Immunotherapy made a giant leap forward this weekend with the release of clinical trial results of BMS's ipilimumab. The results indicate that ipilimumab significantly improved the survival of patients with late stage melanoma.

(CHICAGO) - Immunotherapy, a growing therapeutic option in the fight against cancer, made a giant leap forward this weekend with the release of clinical trial results of Bristol-Myers Squibb Company's ipilimumab. The results, reported by Dr. Steven O'Day at the 2010 Annual Meeting of the American Society of Clinical Oncology (ASCO) in Chicago and published June 5th in the New England Journal of Medicine, indicate that ipilimumab significantly improved the survival of patients with late stage melanoma, either as the only cancer-fighting agent, or in combination with a cancer vaccine.

Ipilimumab is a human monoclonal antibody that targets a key negative regulator (CTLA-4) of the body's immune response against tumor cells. By relieving negative regulation, this antibody effectively takes a foot off the brake of the immune system, allowing immune cells to attack tumors more effectively. As such, ipilimumab represents a new class of promising immunotherapeutic agents and may offer hope to patients with a variety of advanced cancers, including melanoma and possibly other tumors, including lung, ovarian and prostate cancer.

The study, a phase III, randomized, double-blind, multi-center clinical trial, evaluated the safety and efficacy of ipilimumab alone and in combination with a therapeutic cancer vaccine consisting of the gp100 antigen. The study included 676 previously treated patients with inoperable, late stage melanoma tumors that had already spread through the body.

Survival of patients treated with ipilimumab alone (137 patients) and ipilimumab in combination with the cancer vaccine (403 patients) was compared to survival of patients who were treated with the cancer vaccine alone (136 patients). Compared to this control group, treatment with ipilimumab alone improved median overall survival from 6.4 months to 10.1 months (hazard ratio for death compared to gp100 alone, 0.66; p=0.003). The combination of gp100 cancer vaccine with ipilimumab provided an equivalent survival advantage to treatment with ipilimumab alone, boosting median overall patient survival to 10.0 months, compared to the control group (hazard ratio for death compared to gp100 alone, 0.68). After one year, 46% of patients who received ipilimumab alone were alive and 44% of patients who received ipilimumab in combination with gp100 were alive, compared to 25% of patients who received gp100 vaccine alone. Twenty-four percent (24%) of patients treated with ipilimumab alone were alive after two years as were 22% of patients treated with ipilimumab plus gp100. By comparison, 14% of patients treated with gp100 vaccine alone were alive at two years.

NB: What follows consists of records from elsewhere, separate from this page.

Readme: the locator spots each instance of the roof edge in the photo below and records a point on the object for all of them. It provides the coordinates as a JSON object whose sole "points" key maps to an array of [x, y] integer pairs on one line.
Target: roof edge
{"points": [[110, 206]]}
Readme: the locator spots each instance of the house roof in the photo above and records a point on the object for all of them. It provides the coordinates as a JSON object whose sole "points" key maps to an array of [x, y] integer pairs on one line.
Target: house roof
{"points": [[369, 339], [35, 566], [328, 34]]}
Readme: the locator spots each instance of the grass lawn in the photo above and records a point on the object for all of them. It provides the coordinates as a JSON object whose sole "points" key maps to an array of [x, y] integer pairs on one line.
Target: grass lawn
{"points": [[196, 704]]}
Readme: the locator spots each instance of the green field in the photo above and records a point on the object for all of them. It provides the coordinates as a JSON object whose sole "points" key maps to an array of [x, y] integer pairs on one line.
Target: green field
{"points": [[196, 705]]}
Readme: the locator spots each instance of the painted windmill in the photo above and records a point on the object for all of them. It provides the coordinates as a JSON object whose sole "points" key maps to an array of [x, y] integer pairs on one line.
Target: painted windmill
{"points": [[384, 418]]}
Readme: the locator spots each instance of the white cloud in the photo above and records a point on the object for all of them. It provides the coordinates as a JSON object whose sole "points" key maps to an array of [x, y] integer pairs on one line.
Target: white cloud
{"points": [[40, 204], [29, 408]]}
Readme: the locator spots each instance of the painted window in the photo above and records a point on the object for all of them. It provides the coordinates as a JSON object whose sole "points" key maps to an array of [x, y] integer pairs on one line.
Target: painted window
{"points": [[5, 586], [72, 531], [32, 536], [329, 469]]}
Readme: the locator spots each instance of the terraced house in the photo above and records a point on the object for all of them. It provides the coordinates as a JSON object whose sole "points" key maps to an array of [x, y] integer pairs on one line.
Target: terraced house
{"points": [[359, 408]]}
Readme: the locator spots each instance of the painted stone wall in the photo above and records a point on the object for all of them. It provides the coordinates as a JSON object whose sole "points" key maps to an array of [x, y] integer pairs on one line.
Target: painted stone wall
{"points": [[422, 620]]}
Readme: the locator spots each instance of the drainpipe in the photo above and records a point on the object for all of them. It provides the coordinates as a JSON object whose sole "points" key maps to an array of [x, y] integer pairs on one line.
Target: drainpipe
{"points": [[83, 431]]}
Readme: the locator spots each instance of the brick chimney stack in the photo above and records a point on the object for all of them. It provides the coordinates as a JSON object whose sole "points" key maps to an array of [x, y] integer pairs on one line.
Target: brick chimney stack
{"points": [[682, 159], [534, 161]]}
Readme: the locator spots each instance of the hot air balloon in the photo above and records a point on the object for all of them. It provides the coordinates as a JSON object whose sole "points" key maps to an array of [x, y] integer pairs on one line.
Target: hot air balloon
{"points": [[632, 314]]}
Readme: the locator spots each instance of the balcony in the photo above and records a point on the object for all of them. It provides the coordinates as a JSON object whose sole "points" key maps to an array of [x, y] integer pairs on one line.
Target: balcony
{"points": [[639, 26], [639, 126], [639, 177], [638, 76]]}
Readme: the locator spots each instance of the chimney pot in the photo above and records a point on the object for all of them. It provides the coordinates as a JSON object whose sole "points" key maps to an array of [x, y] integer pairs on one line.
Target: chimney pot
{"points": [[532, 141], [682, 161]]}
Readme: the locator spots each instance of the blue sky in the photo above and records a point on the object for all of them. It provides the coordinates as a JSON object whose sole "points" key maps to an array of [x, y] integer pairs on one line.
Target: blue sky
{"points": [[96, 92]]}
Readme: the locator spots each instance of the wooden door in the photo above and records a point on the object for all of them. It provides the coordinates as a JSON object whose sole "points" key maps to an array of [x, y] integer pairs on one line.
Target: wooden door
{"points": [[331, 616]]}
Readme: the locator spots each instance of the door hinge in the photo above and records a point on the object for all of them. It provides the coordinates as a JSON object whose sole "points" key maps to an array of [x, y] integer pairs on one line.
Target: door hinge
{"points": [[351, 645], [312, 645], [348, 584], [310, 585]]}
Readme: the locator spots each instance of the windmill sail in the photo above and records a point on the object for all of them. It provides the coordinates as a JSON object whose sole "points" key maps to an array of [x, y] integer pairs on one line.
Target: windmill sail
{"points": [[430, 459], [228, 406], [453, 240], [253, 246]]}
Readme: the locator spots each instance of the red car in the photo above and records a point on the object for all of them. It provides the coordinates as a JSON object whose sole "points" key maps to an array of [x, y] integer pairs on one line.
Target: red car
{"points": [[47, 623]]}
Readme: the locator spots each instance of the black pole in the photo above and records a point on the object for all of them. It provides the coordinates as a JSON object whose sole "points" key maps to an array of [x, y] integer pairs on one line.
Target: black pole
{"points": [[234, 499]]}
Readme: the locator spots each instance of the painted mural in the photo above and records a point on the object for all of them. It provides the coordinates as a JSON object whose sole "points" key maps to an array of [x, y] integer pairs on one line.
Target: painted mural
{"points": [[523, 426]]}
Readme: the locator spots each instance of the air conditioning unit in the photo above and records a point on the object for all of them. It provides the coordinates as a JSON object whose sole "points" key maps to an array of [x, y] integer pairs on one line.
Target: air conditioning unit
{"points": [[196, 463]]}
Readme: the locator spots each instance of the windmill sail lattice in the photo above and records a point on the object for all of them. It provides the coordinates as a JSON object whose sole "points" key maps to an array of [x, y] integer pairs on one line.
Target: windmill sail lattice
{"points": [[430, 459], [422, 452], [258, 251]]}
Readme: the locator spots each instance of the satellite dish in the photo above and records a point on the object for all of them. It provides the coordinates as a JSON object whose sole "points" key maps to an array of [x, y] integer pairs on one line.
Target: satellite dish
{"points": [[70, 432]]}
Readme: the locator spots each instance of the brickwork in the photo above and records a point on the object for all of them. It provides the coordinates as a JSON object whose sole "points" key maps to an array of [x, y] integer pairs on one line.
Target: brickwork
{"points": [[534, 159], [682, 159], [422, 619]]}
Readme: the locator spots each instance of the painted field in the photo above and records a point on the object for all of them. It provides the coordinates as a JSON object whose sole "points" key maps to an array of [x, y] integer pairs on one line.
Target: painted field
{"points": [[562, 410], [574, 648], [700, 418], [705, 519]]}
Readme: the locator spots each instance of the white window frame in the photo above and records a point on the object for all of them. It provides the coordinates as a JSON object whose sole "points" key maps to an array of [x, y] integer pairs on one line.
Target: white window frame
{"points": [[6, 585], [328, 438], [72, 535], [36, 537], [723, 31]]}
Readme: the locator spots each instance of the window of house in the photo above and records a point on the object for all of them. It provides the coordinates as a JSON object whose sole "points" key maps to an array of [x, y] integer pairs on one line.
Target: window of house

Additional advantages with ipilimumab were also reported for secondary outcome measures evaluated in the study, including reduction in the risk of progression, best overall response rate, and progression-free survival.

Addressng a global audience of cancer researchers and clinical oncologists at the ASCO meeting, Dr. O'Day emphasized, "For the first time, a significant improvements in overall survival has been demostrated in previously-treated advanced melanoma patients in a large, randomized Phase 3 study."

"We have been excited to follow and advance the science of CTLA-4 blockade as a means of boosting anti-tumor immune responses since this model was presented by Dr. James Allison at our Society's 1996 Annual Meeting in Washington, D.C., shortly after being reported for the first time in Science that year" stated Dr. Bernard Fox, President of the International Society for Biological Therapy of Cancer (iSBTc), the preeminent medical association focused on cancer immunotherapy. "This current ipilimumab clinical trial is a major landmark in cancer immunotherapy and suggests opportunities to explore additional therapeutic combinations with anti-CTLA-4 to treat other cancers. We are eager to see this strategy translated into broader clinical use and look forward to improvements in cancer outcomes with this approach."

iSBTc member, Dr. Steven O'Day continued, "Results from this ipilimumab study are exciting and show the potentials of harnessing the immune system to treat cancers like metastatic melanoma."

In addition to these and other exciting results for cancer treatment with ipilimumab, a number of other studies reported at the ASCO meeting pointed to additional encouraging advances in cancer immunotherapy. Among these are positive reports on the recently approved therapeutic prostate cancer vaccine Provenge® (Dendreon Corp.), interleukin-2, interleukin-21, and an antibody directed at another distinct suppressor of anti-tumor immunity, PD-1. These reports, and other important results to be presented in October 2010 at the iSBTc Annual Meeting, indicate that immunotherapies and biologic treatments of cancer are delivering on their promise to offer clinicians and patients a strategy to harness the body's own defense system in the treatment of cancer.